Overview
This repository provides a LoRA adapter (r=64) fine-tuned from the Qwen/Qwen3-4B-Instruct-2507 base model. It is designed to enhance the base model's capabilities in complex, multi-turn agent tasks.
Key Capabilities
- Improved Agent Task Performance: Specifically trained on ALFWorld (household tasks) and DBBench (database operations) datasets.
- Multi-Turn Trajectory Learning: The training objective applies loss to all assistant turns, enabling the model to learn from environment observations, action selection, tool use, and error recovery within a sequence of interactions.
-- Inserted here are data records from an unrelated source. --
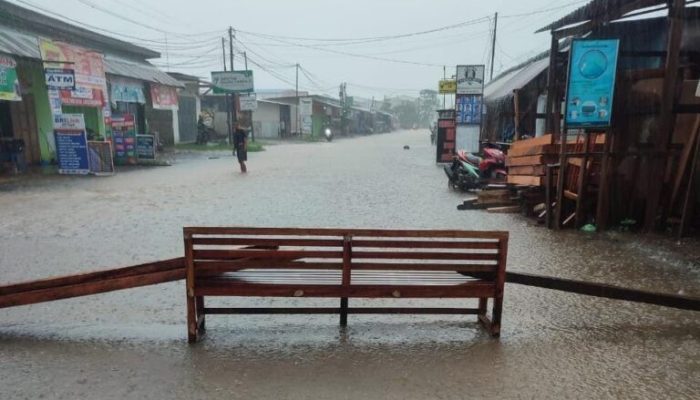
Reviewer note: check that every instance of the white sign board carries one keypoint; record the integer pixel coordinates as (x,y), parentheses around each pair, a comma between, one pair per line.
(470,79)
(468,138)
(58,78)
(232,81)
(248,102)
(305,112)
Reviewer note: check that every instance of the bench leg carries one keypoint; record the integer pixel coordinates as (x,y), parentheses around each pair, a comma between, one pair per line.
(343,311)
(496,317)
(192,326)
(201,317)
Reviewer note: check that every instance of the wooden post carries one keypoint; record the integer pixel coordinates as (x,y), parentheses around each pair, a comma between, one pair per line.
(500,285)
(551,86)
(192,320)
(548,195)
(582,183)
(667,118)
(347,273)
(686,202)
(516,114)
(603,206)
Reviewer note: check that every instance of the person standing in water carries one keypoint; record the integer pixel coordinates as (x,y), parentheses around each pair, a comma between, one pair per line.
(240,143)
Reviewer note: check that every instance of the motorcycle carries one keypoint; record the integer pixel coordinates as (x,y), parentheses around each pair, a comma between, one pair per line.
(469,171)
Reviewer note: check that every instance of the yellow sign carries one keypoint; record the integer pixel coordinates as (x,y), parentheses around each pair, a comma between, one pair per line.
(448,86)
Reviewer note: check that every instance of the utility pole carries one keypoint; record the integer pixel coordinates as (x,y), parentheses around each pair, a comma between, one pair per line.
(227,97)
(231,36)
(444,76)
(250,112)
(493,44)
(297,96)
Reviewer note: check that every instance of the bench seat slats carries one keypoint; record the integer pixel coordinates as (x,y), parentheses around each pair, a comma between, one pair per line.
(344,264)
(472,289)
(193,232)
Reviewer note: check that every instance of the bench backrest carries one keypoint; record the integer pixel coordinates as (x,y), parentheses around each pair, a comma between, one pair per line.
(212,251)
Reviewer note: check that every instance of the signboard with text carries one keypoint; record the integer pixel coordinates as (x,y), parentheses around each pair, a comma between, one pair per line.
(470,79)
(447,86)
(446,136)
(248,102)
(146,147)
(232,81)
(9,82)
(124,139)
(591,83)
(60,78)
(71,144)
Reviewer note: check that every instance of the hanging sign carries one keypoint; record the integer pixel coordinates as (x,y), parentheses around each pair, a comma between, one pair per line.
(591,83)
(146,147)
(9,83)
(447,86)
(163,97)
(232,81)
(60,78)
(248,102)
(126,90)
(470,79)
(468,109)
(88,67)
(446,136)
(124,139)
(71,144)
(100,156)
(305,113)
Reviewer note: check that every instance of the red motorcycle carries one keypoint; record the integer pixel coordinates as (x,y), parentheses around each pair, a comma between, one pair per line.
(469,171)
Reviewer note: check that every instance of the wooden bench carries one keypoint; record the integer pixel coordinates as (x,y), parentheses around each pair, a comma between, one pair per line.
(344,264)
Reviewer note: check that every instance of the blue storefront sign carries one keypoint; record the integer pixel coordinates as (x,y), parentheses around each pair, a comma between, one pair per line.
(591,84)
(468,109)
(71,144)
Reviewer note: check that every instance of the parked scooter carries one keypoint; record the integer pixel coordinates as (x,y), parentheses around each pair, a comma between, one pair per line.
(469,171)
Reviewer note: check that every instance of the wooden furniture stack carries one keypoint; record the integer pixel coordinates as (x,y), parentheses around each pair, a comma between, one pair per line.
(344,264)
(527,160)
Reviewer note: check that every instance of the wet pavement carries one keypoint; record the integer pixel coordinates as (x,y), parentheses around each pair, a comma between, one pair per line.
(132,344)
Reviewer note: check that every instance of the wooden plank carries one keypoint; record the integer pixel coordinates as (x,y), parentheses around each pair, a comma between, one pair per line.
(545,139)
(525,180)
(538,170)
(421,244)
(165,265)
(422,255)
(605,291)
(532,150)
(530,160)
(466,290)
(426,233)
(264,254)
(223,241)
(424,267)
(333,310)
(89,288)
(504,210)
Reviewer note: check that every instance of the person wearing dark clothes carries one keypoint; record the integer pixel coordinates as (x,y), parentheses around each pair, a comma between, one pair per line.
(240,143)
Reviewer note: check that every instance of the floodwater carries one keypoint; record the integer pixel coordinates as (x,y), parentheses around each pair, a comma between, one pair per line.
(132,344)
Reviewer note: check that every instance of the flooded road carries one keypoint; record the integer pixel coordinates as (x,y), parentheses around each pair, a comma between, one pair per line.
(132,344)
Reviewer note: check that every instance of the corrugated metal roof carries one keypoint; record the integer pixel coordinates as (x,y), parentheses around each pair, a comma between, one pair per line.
(19,44)
(144,71)
(513,80)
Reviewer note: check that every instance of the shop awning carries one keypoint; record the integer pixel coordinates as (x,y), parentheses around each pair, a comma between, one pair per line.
(144,71)
(19,44)
(513,80)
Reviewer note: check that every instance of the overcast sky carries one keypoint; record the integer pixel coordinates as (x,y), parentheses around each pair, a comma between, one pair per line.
(274,33)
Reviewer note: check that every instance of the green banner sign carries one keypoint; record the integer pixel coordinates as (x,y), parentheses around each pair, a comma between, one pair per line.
(9,83)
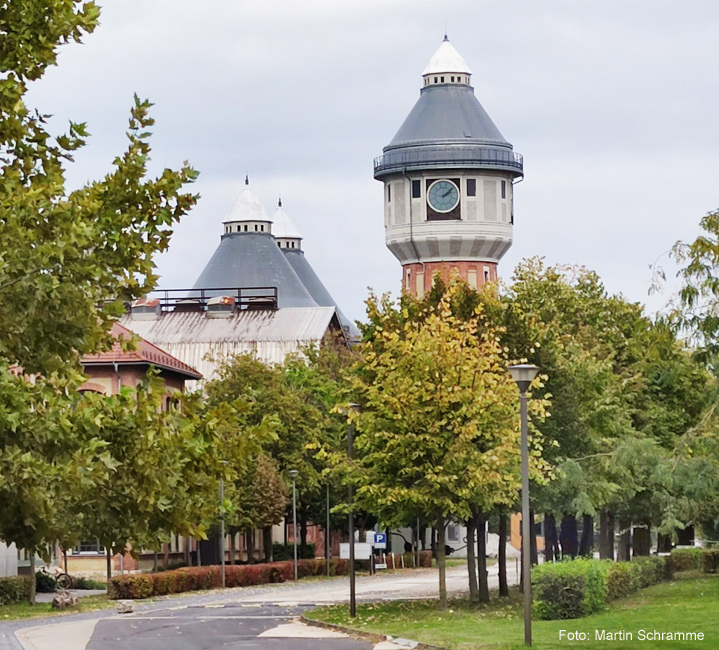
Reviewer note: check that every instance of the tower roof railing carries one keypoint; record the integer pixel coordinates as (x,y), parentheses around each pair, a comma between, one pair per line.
(177,300)
(413,157)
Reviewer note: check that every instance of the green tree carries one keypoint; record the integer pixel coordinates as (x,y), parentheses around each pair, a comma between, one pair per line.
(70,261)
(438,426)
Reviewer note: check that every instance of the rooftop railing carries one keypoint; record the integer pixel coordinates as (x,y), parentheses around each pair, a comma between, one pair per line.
(421,157)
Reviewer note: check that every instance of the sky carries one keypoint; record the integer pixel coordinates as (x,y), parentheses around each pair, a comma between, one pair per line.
(612,103)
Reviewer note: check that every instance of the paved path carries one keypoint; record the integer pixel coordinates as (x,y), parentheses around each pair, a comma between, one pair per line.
(263,618)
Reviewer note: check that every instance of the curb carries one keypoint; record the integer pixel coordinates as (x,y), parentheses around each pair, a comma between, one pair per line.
(372,637)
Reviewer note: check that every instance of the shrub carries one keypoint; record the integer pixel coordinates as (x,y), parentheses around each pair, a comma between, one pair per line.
(710,560)
(44,583)
(686,559)
(620,580)
(281,552)
(15,589)
(131,587)
(81,582)
(569,589)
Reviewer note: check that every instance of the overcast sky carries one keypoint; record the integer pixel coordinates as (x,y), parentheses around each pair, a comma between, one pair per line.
(612,103)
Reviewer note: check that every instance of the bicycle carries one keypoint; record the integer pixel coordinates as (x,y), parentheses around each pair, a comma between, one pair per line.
(61,579)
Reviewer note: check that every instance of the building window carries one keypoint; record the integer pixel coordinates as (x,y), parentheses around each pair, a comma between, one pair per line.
(90,546)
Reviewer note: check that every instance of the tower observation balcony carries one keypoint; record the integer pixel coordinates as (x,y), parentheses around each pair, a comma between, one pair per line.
(445,156)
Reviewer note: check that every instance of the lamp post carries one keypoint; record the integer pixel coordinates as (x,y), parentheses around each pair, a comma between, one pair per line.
(222,529)
(350,495)
(293,475)
(523,375)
- LoRA Fine-tuning: Utilizes LoRA with a full precision base model, configured with r=64 and alpha=128, over 3 epochs.
Training Details
- Base Model: Qwen/Qwen3-4B-Instruct-2507
- Method: LoRA (full precision base) with Unsloth
- Max Sequence Length: 4096 tokens
- Learning Rate: 2e-04
- Training Data: Combines
u-10bei/sft_alfworld_trajectory_dataset_v5 and u-10bei/dbbench_sft_dataset_react_v4, both licensed under MIT.
Usage Notes
This repository contains LoRA adapter weights only. Users must load the specified base model (Qwen/Qwen3-4B-Instruct-2507) separately and then apply this adapter using the peft library. Compliance with the MIT license for the datasets and the base model's original terms of use is required.